What is Clickjacking?
Clickjacking is a trick where a website hides a button or link behind something that looks harmless, so when you think you’re clicking a normal element you’re actually activating the hidden one. It tricks you into doing actions you didn’t intend, like liking a page, changing settings, or making a purchase.
Let's break it down
- Clickjacking: “click” (pressing a mouse button) + “hijacking” (taking control of something).
- Trick: a deceptive method to fool someone.
- Hidden button or link: an interactive element that is invisible or covered by another element.
- Harmless looking: something that appears safe, like a video play button or a news article.
- Unintended action: a result you didn’t plan, such as sharing data or confirming a transaction.
Why does it matter?
Because it can make you unknowingly give away personal data, spend money, or change security settings, putting your privacy and finances at risk.

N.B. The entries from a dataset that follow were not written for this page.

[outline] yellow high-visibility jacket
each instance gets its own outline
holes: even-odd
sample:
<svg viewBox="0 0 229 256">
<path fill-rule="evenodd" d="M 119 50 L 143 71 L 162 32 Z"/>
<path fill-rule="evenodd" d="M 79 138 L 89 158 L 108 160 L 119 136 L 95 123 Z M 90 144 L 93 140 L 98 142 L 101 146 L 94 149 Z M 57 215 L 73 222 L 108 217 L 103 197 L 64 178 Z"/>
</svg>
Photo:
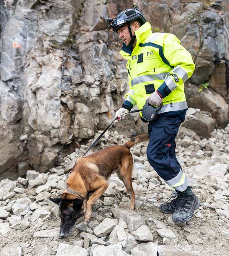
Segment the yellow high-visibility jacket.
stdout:
<svg viewBox="0 0 229 256">
<path fill-rule="evenodd" d="M 152 33 L 148 22 L 135 34 L 134 49 L 123 44 L 120 53 L 128 60 L 129 85 L 122 106 L 130 110 L 137 104 L 141 109 L 149 95 L 157 90 L 164 98 L 159 114 L 187 109 L 184 83 L 195 67 L 191 54 L 174 35 Z"/>
</svg>

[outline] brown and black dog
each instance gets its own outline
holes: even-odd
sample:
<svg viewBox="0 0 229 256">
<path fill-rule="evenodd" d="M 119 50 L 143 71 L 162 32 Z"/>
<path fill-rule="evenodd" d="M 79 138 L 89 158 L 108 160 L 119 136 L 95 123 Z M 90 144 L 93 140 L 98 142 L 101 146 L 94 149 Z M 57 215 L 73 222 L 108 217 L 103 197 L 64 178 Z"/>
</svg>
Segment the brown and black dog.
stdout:
<svg viewBox="0 0 229 256">
<path fill-rule="evenodd" d="M 148 139 L 146 134 L 140 135 L 122 146 L 109 147 L 77 159 L 66 181 L 67 188 L 60 198 L 49 199 L 59 205 L 61 237 L 70 233 L 76 220 L 82 215 L 84 201 L 84 224 L 89 223 L 93 205 L 107 188 L 107 180 L 115 172 L 130 195 L 129 209 L 134 209 L 135 195 L 131 179 L 133 161 L 129 150 L 134 145 Z"/>
</svg>

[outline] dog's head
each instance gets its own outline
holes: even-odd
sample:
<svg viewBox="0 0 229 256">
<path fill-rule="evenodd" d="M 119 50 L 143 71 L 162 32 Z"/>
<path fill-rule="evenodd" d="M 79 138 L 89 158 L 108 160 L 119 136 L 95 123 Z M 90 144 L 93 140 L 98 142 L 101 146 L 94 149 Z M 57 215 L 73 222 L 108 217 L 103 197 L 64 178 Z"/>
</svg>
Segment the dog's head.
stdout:
<svg viewBox="0 0 229 256">
<path fill-rule="evenodd" d="M 49 198 L 59 205 L 59 216 L 61 218 L 60 237 L 69 234 L 75 222 L 83 214 L 82 209 L 83 200 L 78 198 L 67 199 L 64 194 L 60 198 Z"/>
</svg>

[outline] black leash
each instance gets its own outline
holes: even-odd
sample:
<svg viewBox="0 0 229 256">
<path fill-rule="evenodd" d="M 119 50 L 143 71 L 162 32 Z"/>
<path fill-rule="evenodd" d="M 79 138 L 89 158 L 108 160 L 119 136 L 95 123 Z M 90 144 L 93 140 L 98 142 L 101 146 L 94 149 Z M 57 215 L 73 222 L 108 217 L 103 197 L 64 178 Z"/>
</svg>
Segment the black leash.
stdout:
<svg viewBox="0 0 229 256">
<path fill-rule="evenodd" d="M 137 110 L 133 110 L 132 111 L 131 111 L 130 112 L 129 112 L 128 113 L 127 113 L 127 114 L 131 114 L 132 113 L 136 113 L 137 112 L 140 112 L 140 111 L 141 111 L 142 110 L 142 109 L 137 109 Z M 97 142 L 101 138 L 103 137 L 103 134 L 105 133 L 107 131 L 107 130 L 110 128 L 110 127 L 111 126 L 111 125 L 113 124 L 113 123 L 117 119 L 115 119 L 112 123 L 110 124 L 105 129 L 105 130 L 103 132 L 99 135 L 99 136 L 97 138 L 97 139 L 95 141 L 92 143 L 92 145 L 90 146 L 90 147 L 87 150 L 87 151 L 84 153 L 84 154 L 83 155 L 82 157 L 83 157 L 87 154 L 87 153 L 90 150 L 90 149 L 91 149 L 92 148 L 95 146 L 95 145 L 97 143 Z"/>
</svg>

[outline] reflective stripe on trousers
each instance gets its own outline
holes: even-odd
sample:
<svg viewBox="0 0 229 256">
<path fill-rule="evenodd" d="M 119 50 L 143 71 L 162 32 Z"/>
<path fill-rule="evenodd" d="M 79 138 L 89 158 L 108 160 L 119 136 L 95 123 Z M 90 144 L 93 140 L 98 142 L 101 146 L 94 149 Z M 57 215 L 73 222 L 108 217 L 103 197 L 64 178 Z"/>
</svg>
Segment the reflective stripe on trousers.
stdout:
<svg viewBox="0 0 229 256">
<path fill-rule="evenodd" d="M 175 142 L 181 122 L 179 116 L 174 115 L 159 116 L 154 122 L 150 123 L 147 153 L 151 165 L 165 182 L 182 191 L 188 186 L 188 178 L 177 159 Z"/>
</svg>

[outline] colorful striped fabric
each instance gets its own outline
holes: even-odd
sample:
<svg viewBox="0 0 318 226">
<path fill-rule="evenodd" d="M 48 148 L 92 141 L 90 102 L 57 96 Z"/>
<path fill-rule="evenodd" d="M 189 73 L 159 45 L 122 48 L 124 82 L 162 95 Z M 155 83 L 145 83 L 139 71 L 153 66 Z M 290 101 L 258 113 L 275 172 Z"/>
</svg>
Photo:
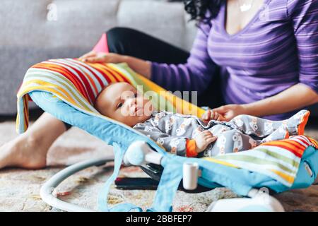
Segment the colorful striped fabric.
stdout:
<svg viewBox="0 0 318 226">
<path fill-rule="evenodd" d="M 288 139 L 264 143 L 249 150 L 204 159 L 262 173 L 290 187 L 302 154 L 310 145 L 318 148 L 314 139 L 305 136 L 294 136 Z"/>
<path fill-rule="evenodd" d="M 28 93 L 47 91 L 76 109 L 100 114 L 93 107 L 95 100 L 105 85 L 116 82 L 129 83 L 143 93 L 154 91 L 151 92 L 151 100 L 157 110 L 199 116 L 204 112 L 204 109 L 136 74 L 126 64 L 88 64 L 76 59 L 50 59 L 33 66 L 25 73 L 17 94 L 17 132 L 25 132 L 28 126 L 28 102 L 30 100 Z"/>
<path fill-rule="evenodd" d="M 93 107 L 97 95 L 105 85 L 120 81 L 128 82 L 135 87 L 142 85 L 143 92 L 155 91 L 158 98 L 152 98 L 152 101 L 158 109 L 188 114 L 189 109 L 194 109 L 198 116 L 204 112 L 170 93 L 161 92 L 165 90 L 136 74 L 126 64 L 86 64 L 74 59 L 52 59 L 37 64 L 26 72 L 17 95 L 17 131 L 23 133 L 28 126 L 28 102 L 30 100 L 28 93 L 42 90 L 52 93 L 82 112 L 105 118 L 119 126 L 124 126 L 144 136 L 126 125 L 102 116 Z M 45 98 L 45 95 L 43 97 Z M 163 101 L 165 104 L 163 105 L 162 100 L 167 101 Z M 189 113 L 193 112 L 190 111 Z M 308 145 L 318 148 L 314 140 L 305 136 L 298 136 L 263 143 L 252 150 L 205 159 L 229 167 L 261 172 L 286 186 L 291 186 L 302 153 Z"/>
</svg>

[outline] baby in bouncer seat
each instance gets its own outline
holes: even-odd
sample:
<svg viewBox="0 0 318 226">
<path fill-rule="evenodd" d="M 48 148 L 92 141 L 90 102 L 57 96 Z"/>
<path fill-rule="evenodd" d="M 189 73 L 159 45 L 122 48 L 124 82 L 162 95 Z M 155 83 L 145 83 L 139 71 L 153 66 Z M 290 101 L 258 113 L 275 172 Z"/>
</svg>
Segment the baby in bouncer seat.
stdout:
<svg viewBox="0 0 318 226">
<path fill-rule="evenodd" d="M 214 114 L 206 124 L 192 115 L 155 112 L 151 102 L 127 83 L 106 86 L 95 107 L 102 114 L 131 126 L 167 151 L 187 157 L 211 157 L 246 150 L 271 141 L 302 135 L 310 112 L 271 121 L 241 114 L 229 121 Z"/>
</svg>

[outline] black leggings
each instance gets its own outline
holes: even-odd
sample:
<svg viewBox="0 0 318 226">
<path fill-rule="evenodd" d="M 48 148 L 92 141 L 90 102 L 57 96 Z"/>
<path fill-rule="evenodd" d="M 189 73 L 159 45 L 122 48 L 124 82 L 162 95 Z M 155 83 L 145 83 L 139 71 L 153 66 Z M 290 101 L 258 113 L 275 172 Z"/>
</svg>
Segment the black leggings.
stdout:
<svg viewBox="0 0 318 226">
<path fill-rule="evenodd" d="M 110 52 L 166 64 L 184 64 L 189 56 L 185 50 L 131 28 L 112 28 L 106 32 L 106 37 Z M 199 106 L 214 108 L 224 105 L 218 72 L 217 74 L 206 92 L 198 97 Z M 65 125 L 67 129 L 71 127 L 68 124 Z"/>
</svg>

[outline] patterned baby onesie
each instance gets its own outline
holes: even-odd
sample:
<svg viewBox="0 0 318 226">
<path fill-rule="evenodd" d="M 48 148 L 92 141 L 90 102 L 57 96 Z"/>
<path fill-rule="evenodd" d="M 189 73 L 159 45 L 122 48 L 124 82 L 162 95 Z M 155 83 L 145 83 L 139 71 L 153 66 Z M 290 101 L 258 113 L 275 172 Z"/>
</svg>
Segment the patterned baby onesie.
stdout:
<svg viewBox="0 0 318 226">
<path fill-rule="evenodd" d="M 303 133 L 309 114 L 309 111 L 301 110 L 283 121 L 241 114 L 229 121 L 211 120 L 206 125 L 194 116 L 163 111 L 153 112 L 149 119 L 137 124 L 134 129 L 154 140 L 167 151 L 182 156 L 187 155 L 187 141 L 209 130 L 217 139 L 198 155 L 206 157 L 249 150 L 264 142 Z"/>
</svg>

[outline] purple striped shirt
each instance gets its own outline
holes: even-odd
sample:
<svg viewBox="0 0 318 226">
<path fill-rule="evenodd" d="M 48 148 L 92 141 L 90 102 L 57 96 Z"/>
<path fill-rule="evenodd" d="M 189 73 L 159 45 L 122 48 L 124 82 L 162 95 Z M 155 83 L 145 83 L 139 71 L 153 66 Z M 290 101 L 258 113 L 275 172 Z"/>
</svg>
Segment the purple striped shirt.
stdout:
<svg viewBox="0 0 318 226">
<path fill-rule="evenodd" d="M 225 13 L 224 1 L 211 24 L 200 25 L 186 64 L 152 62 L 151 79 L 167 90 L 200 93 L 216 64 L 227 104 L 258 101 L 299 83 L 318 93 L 318 0 L 264 0 L 234 35 L 225 29 Z M 297 111 L 264 118 L 284 119 Z"/>
</svg>

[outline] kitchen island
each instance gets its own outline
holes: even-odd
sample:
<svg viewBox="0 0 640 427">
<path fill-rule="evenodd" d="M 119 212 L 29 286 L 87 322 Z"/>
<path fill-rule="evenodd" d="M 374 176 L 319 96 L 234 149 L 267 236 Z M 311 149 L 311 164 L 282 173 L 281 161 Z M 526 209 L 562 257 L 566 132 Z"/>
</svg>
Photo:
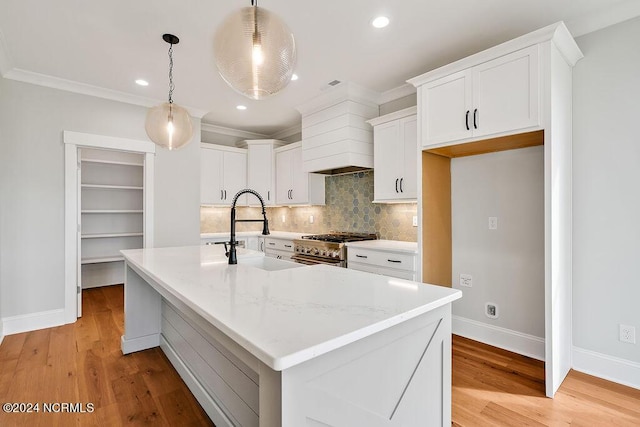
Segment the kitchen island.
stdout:
<svg viewBox="0 0 640 427">
<path fill-rule="evenodd" d="M 216 246 L 122 251 L 124 354 L 160 346 L 217 426 L 450 425 L 461 292 Z"/>
</svg>

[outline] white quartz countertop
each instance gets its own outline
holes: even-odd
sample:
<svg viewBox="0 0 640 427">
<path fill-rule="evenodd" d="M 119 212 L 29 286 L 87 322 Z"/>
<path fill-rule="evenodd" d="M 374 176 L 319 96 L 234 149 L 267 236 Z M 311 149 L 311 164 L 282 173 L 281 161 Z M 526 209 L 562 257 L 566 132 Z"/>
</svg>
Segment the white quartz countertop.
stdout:
<svg viewBox="0 0 640 427">
<path fill-rule="evenodd" d="M 346 243 L 348 248 L 377 249 L 394 252 L 418 253 L 418 243 L 401 242 L 399 240 L 364 240 Z"/>
<path fill-rule="evenodd" d="M 291 231 L 271 231 L 268 236 L 263 236 L 260 231 L 238 231 L 236 232 L 236 238 L 238 237 L 273 237 L 275 239 L 287 239 L 294 240 L 299 239 L 301 236 L 307 236 L 313 233 L 294 233 Z M 201 239 L 217 239 L 217 238 L 229 238 L 229 232 L 224 233 L 200 233 Z"/>
<path fill-rule="evenodd" d="M 278 371 L 462 296 L 456 289 L 327 265 L 265 271 L 250 265 L 263 256 L 250 250 L 239 250 L 238 264 L 228 265 L 218 245 L 122 254 L 155 286 Z"/>
</svg>

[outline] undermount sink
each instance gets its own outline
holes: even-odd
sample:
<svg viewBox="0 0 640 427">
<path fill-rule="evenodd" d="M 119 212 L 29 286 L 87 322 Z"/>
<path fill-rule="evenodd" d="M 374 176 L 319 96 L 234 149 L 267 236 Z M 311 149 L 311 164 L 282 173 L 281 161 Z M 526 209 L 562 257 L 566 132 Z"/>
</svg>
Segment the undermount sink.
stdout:
<svg viewBox="0 0 640 427">
<path fill-rule="evenodd" d="M 304 267 L 303 264 L 298 264 L 293 261 L 285 261 L 283 259 L 271 258 L 267 256 L 240 258 L 238 259 L 238 264 L 248 265 L 265 271 L 278 271 L 287 270 L 289 268 Z"/>
</svg>

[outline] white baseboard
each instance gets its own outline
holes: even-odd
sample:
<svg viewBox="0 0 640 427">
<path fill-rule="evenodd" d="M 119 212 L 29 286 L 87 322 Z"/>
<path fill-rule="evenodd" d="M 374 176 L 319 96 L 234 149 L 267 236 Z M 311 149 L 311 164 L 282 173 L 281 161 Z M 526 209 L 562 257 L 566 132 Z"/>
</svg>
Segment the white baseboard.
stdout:
<svg viewBox="0 0 640 427">
<path fill-rule="evenodd" d="M 38 329 L 53 328 L 64 325 L 64 309 L 41 311 L 39 313 L 21 314 L 2 319 L 2 334 L 12 335 Z"/>
<path fill-rule="evenodd" d="M 452 332 L 494 347 L 544 361 L 544 338 L 460 316 L 451 316 Z"/>
<path fill-rule="evenodd" d="M 138 337 L 131 340 L 120 337 L 120 348 L 122 354 L 134 353 L 136 351 L 146 350 L 148 348 L 158 347 L 160 345 L 160 334 L 151 334 L 144 337 Z"/>
<path fill-rule="evenodd" d="M 573 347 L 573 369 L 640 389 L 640 363 Z"/>
</svg>

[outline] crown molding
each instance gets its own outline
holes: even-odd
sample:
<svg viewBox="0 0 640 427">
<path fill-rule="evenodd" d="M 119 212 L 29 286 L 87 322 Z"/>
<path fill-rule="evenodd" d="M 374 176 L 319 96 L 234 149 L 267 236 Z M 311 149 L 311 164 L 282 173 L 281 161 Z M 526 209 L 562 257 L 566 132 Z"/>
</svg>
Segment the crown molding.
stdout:
<svg viewBox="0 0 640 427">
<path fill-rule="evenodd" d="M 8 70 L 7 72 L 3 73 L 3 77 L 19 82 L 50 87 L 67 92 L 79 93 L 81 95 L 94 96 L 96 98 L 103 98 L 111 101 L 123 102 L 125 104 L 140 105 L 147 108 L 154 107 L 164 102 L 157 99 L 146 98 L 143 96 L 131 95 L 117 90 L 105 89 L 103 87 L 93 86 L 86 83 L 79 83 L 72 80 L 53 77 L 46 74 L 21 70 L 19 68 Z M 198 119 L 201 119 L 202 116 L 207 114 L 207 111 L 199 110 L 197 108 L 191 108 L 184 105 L 182 107 L 187 109 L 189 115 Z"/>
<path fill-rule="evenodd" d="M 282 129 L 281 131 L 278 131 L 278 132 L 274 133 L 273 135 L 271 135 L 271 138 L 273 138 L 273 139 L 285 139 L 285 138 L 293 136 L 293 135 L 295 135 L 297 133 L 302 133 L 302 123 L 298 123 L 296 125 L 293 125 L 291 127 L 286 128 L 286 129 Z"/>
<path fill-rule="evenodd" d="M 640 2 L 627 0 L 567 21 L 573 37 L 580 37 L 640 16 Z"/>
<path fill-rule="evenodd" d="M 218 126 L 218 125 L 205 123 L 205 122 L 200 123 L 200 130 L 202 132 L 211 132 L 211 133 L 216 133 L 218 135 L 227 135 L 227 136 L 233 136 L 235 138 L 242 138 L 242 139 L 270 139 L 271 138 L 271 136 L 264 135 L 262 133 L 247 132 L 244 130 L 227 128 L 224 126 Z"/>
<path fill-rule="evenodd" d="M 405 83 L 402 86 L 382 92 L 378 98 L 378 104 L 386 104 L 387 102 L 395 101 L 396 99 L 404 98 L 405 96 L 413 95 L 415 93 L 416 87 L 409 83 Z"/>
<path fill-rule="evenodd" d="M 13 61 L 9 55 L 9 48 L 4 39 L 2 29 L 0 29 L 0 76 L 4 77 L 6 73 L 13 68 Z"/>
</svg>

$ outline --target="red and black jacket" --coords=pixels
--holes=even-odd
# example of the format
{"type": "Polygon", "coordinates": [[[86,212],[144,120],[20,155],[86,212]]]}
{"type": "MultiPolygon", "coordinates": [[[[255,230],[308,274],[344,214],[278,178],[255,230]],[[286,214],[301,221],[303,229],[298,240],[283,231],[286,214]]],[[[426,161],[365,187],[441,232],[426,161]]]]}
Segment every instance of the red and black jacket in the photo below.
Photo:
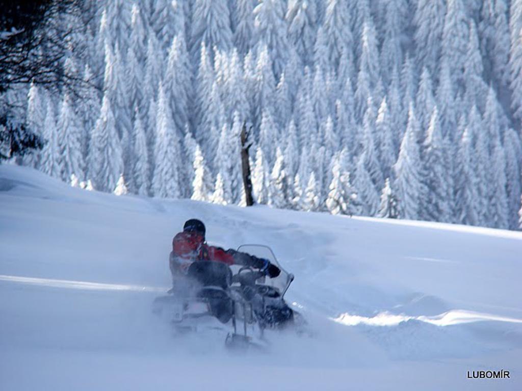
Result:
{"type": "Polygon", "coordinates": [[[205,242],[202,235],[195,232],[180,232],[172,239],[172,256],[171,257],[171,270],[181,268],[186,270],[193,262],[198,261],[211,261],[222,262],[227,265],[238,264],[253,267],[263,267],[264,260],[235,250],[225,250],[221,247],[209,246],[205,242]],[[172,258],[177,260],[178,266],[173,265],[172,258]]]}

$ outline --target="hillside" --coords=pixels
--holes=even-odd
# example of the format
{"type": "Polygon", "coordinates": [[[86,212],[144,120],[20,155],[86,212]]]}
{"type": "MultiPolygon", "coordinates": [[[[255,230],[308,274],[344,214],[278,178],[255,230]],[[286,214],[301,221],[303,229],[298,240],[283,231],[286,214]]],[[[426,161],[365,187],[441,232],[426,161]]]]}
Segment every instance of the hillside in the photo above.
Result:
{"type": "Polygon", "coordinates": [[[519,389],[521,249],[519,233],[118,197],[0,166],[0,388],[519,389]],[[270,246],[313,336],[242,355],[173,338],[151,303],[192,217],[212,243],[270,246]]]}

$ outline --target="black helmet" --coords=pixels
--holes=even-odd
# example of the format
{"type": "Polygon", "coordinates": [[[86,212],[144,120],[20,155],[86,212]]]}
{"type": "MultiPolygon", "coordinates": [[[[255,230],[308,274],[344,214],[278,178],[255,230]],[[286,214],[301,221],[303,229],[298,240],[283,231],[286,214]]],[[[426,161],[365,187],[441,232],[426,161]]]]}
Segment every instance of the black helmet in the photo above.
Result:
{"type": "Polygon", "coordinates": [[[185,232],[197,232],[200,234],[205,237],[205,224],[200,220],[196,218],[191,218],[185,222],[183,225],[183,231],[185,232]]]}

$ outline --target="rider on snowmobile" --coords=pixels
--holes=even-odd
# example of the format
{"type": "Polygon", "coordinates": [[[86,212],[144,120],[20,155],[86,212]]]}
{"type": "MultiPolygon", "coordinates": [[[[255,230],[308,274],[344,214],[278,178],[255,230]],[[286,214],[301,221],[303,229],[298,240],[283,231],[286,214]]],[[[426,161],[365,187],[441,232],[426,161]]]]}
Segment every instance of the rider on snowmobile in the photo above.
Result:
{"type": "Polygon", "coordinates": [[[185,222],[183,231],[174,237],[169,258],[173,281],[186,275],[188,267],[196,261],[210,261],[250,266],[265,272],[270,278],[277,277],[281,272],[279,267],[268,260],[232,249],[226,250],[209,246],[205,242],[205,224],[200,220],[191,218],[185,222]]]}

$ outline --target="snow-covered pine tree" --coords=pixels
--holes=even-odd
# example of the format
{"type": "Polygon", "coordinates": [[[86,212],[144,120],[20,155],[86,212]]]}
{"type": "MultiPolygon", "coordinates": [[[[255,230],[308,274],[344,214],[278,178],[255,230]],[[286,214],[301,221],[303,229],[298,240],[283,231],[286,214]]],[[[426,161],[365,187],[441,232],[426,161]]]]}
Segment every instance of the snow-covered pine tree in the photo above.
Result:
{"type": "Polygon", "coordinates": [[[375,216],[379,207],[379,194],[366,168],[365,161],[368,160],[366,155],[364,151],[357,161],[354,186],[358,202],[361,205],[361,214],[375,216]]]}
{"type": "Polygon", "coordinates": [[[416,220],[419,217],[419,207],[425,199],[426,190],[419,172],[421,163],[417,142],[419,123],[413,105],[410,103],[406,132],[402,138],[399,157],[394,166],[396,189],[400,217],[416,220]]]}
{"type": "Polygon", "coordinates": [[[107,93],[103,96],[89,149],[89,179],[96,189],[112,192],[123,172],[122,147],[107,93]]]}
{"type": "Polygon", "coordinates": [[[255,34],[270,50],[274,75],[279,79],[288,59],[290,46],[283,0],[262,0],[254,9],[255,34]]]}
{"type": "Polygon", "coordinates": [[[357,213],[354,208],[356,197],[352,188],[350,173],[344,166],[342,153],[337,154],[333,159],[331,182],[328,188],[326,205],[332,214],[347,214],[357,213]]]}
{"type": "Polygon", "coordinates": [[[161,84],[158,92],[155,151],[152,192],[158,197],[179,198],[181,193],[179,177],[180,139],[161,84]]]}
{"type": "Polygon", "coordinates": [[[218,176],[216,177],[216,185],[214,188],[214,192],[212,194],[211,199],[211,202],[218,205],[226,205],[227,202],[226,200],[224,183],[221,173],[218,173],[218,176]]]}
{"type": "Polygon", "coordinates": [[[308,184],[300,200],[301,209],[306,212],[313,212],[319,208],[319,199],[317,196],[317,184],[314,172],[310,173],[308,184]]]}
{"type": "MultiPolygon", "coordinates": [[[[312,104],[314,114],[318,124],[322,124],[328,115],[328,99],[325,88],[325,81],[323,69],[316,66],[314,80],[312,85],[312,104]]],[[[319,128],[319,131],[321,131],[319,128]]],[[[321,138],[321,135],[318,135],[321,138]]]]}
{"type": "Polygon", "coordinates": [[[58,131],[54,108],[51,99],[47,100],[45,119],[43,123],[43,138],[45,143],[40,153],[39,169],[55,178],[60,178],[63,164],[60,155],[58,131]]]}
{"type": "Polygon", "coordinates": [[[436,96],[437,107],[441,118],[441,128],[444,137],[448,135],[453,137],[457,127],[455,88],[450,72],[448,62],[443,59],[436,96]]]}
{"type": "Polygon", "coordinates": [[[287,9],[289,43],[294,46],[305,64],[311,62],[310,55],[315,40],[316,5],[313,0],[293,0],[288,3],[287,9]]]}
{"type": "Polygon", "coordinates": [[[144,108],[143,69],[132,46],[127,51],[125,66],[126,93],[128,97],[127,104],[132,107],[144,108]]]}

Even if you’re careful, a cleverly designed page can still pull the rug out from under you.
Where is it used?
- Fake “Like” buttons on social-media sites that cause you to follow or endorse pages you never meant to.
- Hidden “Buy” or “Subscribe” buttons in online ads that charge you with a single click.
- Malicious overlays on banking portals that trigger money transfers or change account details.
- Phishing emails that embed a disguised button, leading you to a malicious site that steals credentials.
Good things about it (from a technical perspective)
- Simple to implement: just a layer of HTML/CSS, no complex code required.
- Works across most browsers without needing special plugins.
- Can bypass many traditional security filters because the underlying site is legitimate.
- Requires no user download or installation, making it easy to spread.
- Can be combined with other attacks (e.g., phishing) for greater impact.
Not-so-good things
- Modern browsers now include built-in defenses (X-Frame-Options, Content-Security-Policy) that block many clickjacking attempts.
- Security tools and extensions can detect and warn users about suspicious overlays.
- Users becoming more aware reduces the success rate of the trick.
- Legal consequences for attackers are severe if caught, discouraging widespread use.